Finalement, que vous choisissiez de rester 100 % RTG, de mixer un peu de marché, ou de passer ponctuellement par des plateformes spécialisées comme ItemD2R, le plus important est de garder le contrôle : c’est vous qui décidez comment vous construisez votre club et combien de temps et d’argent vous êtes prêt à y consacrer.
Au-delà des packs et des coins, le streamer aborde un autre sujet sensible : le comportement en match et la toxicité.
Il décrit plusieurs comportements de joueurs :
Cela crée une ambiance souvent toxique, surtout pendant les gros événements comme le TOTY où tout le monde veut « rentabiliser » son temps de jeu.
Son conseil revient souvent : si FC/FIFA vous met dans un état de nerfs permanent, c’est qu’il est temps de lever le pied.

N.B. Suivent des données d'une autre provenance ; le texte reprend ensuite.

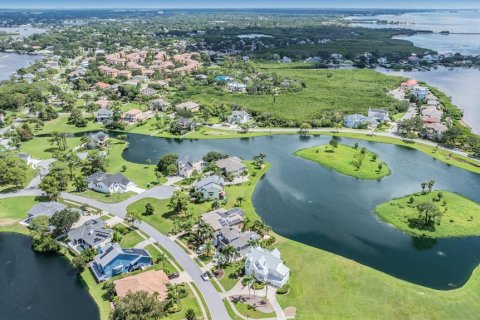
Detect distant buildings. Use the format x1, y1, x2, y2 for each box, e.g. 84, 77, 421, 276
194, 175, 225, 200
175, 101, 200, 112
177, 160, 207, 178
90, 243, 152, 282
87, 172, 135, 193
68, 218, 113, 251
245, 247, 290, 287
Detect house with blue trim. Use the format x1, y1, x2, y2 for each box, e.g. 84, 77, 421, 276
90, 243, 153, 282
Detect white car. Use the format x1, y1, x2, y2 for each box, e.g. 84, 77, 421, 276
201, 272, 210, 281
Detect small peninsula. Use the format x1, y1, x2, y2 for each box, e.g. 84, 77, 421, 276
375, 190, 480, 238
294, 143, 390, 180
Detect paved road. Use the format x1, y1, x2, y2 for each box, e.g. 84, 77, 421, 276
62, 185, 230, 320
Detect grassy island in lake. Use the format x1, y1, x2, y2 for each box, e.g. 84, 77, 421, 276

Quelques pistes :
Il encourage aussi la communauté à éviter les conflits inutiles : pas la peine de s’écharper sur Twitter ou dans les chats à chaque erreur d’EA ou à chaque carte jugée trop forte.
Pour respirer un peu entre deux packs et deux SBC, le live dérive régulièrement sur le football réel :
Le streamer en profite pour rappeler aux supporters de rester humble et réaliste, que ce soit dans le jeu ou dans le suivi de leur club favori. Il mentionne aussi qu’il terminera le live plus tôt pour regarder le Bayern, preuve que FC reste un prolongement du foot réel, pas l’inverse.
Au fil du live, il glisse quelques anecdotes personnelles : son travail dans la fonction publique, l’organisation entre vie pro, stream et contenu YouTube, ou encore un souvenir de voyage en Thaïlande avec une situation de massage mal comprise, relatée avec beaucoup d’humour. Ces moments renforcent l’aspect humain du contenu et rappellent que derrière les cartes numériques, il y a des vrais gens avec une vraie vie.
Ce live « TOTY crafting » illustre parfaitement les paradoxes de FC/FIFA en 2024 : un jeu capable d’offrir des moments incroyables, mais aussi de générer frustration, colère et dépenses impulsives.
Les points clés à retenir :
En fin de live, le streamer remercie sa communauté pour les follows, subs et messages, annonce une nouvelle vidéo YouTube sur le contenu du jeu et un prochain stream le lendemain, avant de lancer un raid vers un autre créateur. Une belle manière de rappeler que, malgré les bugs, les packs vides et les décisions discutables d’EA, la force de FC/FIFA, c’est encore la communauté elle-même.